Honda Australia said in May a third SUV would arrive “over the next 12 to 18 months or so”. It hasn’t provided any more precise timing subsequently.
The Japanese launch of the ZR-V has been pushed from October to next spring (our autumn) as a result of semiconductor shortages, with further details of the model to be announced this month.
The model has also been introduced in China and is set to go on sale in Europe in 2023.
Unlike the HR-V, which only seats four in Australia due to local design rules, the ZR-V will offer five seats.
Based on the Civic, in contrast with the Jazz-based HR-V, the ZR-V also packs more powerful engines than its smaller SUV sibling.
Unlike the HR-V, which uses a naturally aspirated 1.5-litre four-cylinder as its base engine, the ZR-V uses a turbo 1.5-litre.
Though outputs for the ZR-V haven’t been released, this engine is available in the Civic with 131kW/240Nm, mated with a continuously variable transmission.
The e:HEV hybrid mates a 2.0-litre four-cylinder engine with two electric motors. Again, outputs haven’t been released for the ZR-V, but the Civic’s 2.0-litre hybrid option produces 135kW and 315Nm while the new Accord produces 152kW and 335Nm.
Both powertrains are offered with a choice of front- or all-wheel drive in Japan.
Like the American HR-V, the ZR-V should be around 4567mm long, 1839mm wide, between 1610mm and 1621mm tall, and ride on a 2654mm wheelbase.
This places the new crossover squarely between the 4.35m HR-V available in local showrooms, and the upcoming sixth-generation CR-V that’s nearly 4.7m long.
It also makes it around 100mm longer and 14mm wider than a Toyota Corolla Cross on a 14mm longer wheelbase.
Compared to the American HR-V, the Japanese ZR-V has a different front bumper that’s smoother and doesn’t feature the large gloss black faux air intakes of its American sibling.
The grille shape is largely the same, but is filled with a series of vertical black slats instead of a honeycomb mesh.
Along the sides the ZR-V has body-coloured wheel arch protectors and side skirts rather than the HR-V’s gloss black treatment.
At the back body colour has again replaced gloss black for the bumper. Unlike the US HR-V, which has hidden exhaust tips, the ZR-V features chrome-tipped finishers surrounded by a silver faux bash-plate element.
Similar differences appear inside the cabin too.
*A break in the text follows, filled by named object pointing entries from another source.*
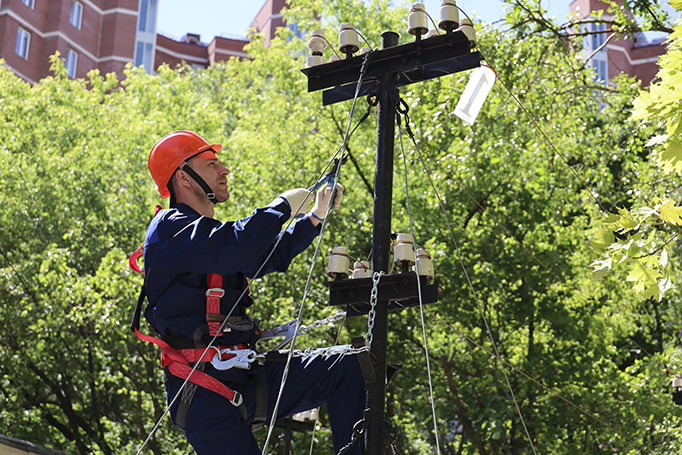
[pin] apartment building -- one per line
(620, 55)
(108, 34)
(104, 35)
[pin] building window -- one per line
(71, 62)
(599, 36)
(76, 16)
(144, 55)
(145, 41)
(146, 21)
(599, 60)
(23, 43)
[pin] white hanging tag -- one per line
(475, 94)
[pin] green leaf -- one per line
(670, 213)
(602, 238)
(671, 157)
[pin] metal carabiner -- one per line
(242, 359)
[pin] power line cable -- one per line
(478, 303)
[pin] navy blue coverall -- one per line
(181, 247)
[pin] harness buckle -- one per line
(237, 399)
(215, 292)
(241, 358)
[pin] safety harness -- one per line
(177, 357)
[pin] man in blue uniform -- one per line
(196, 270)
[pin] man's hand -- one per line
(298, 199)
(319, 211)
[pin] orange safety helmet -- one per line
(171, 151)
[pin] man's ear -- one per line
(182, 178)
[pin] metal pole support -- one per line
(381, 245)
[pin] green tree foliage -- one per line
(76, 199)
(642, 237)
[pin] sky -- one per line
(211, 18)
The ZR-V’s dashboard can be had with a top section that’s colour-coded to the seat, centre console, door and arm rest trims.
Ahead of the driver there’s a completely digital instrumentation display, whereas the American HR-V pairs a 7.0-inch info screen with a physical speedometer.
The hybrid ZR-V pictured here also swaps the petrol-only US HR-V’s traditional gear shifter for a line of buttons and switches.
The introduction of the ZR-V will give Honda a new model line after it has spent the past couple of years trimming the number of models it offers.
It has discontinued the Jazz, City, Civic sedan, Odyssey and NSX, leaving it with only four models: the Civic hatch, HR-V, CR-V and Accord.
Honda said in July the new CR-V was “more than 12 months away”, while it hasn’t given any indications as to when we should expect the new Accord as our Thai-sourced model operates on a different product lifecycle from the US-market version.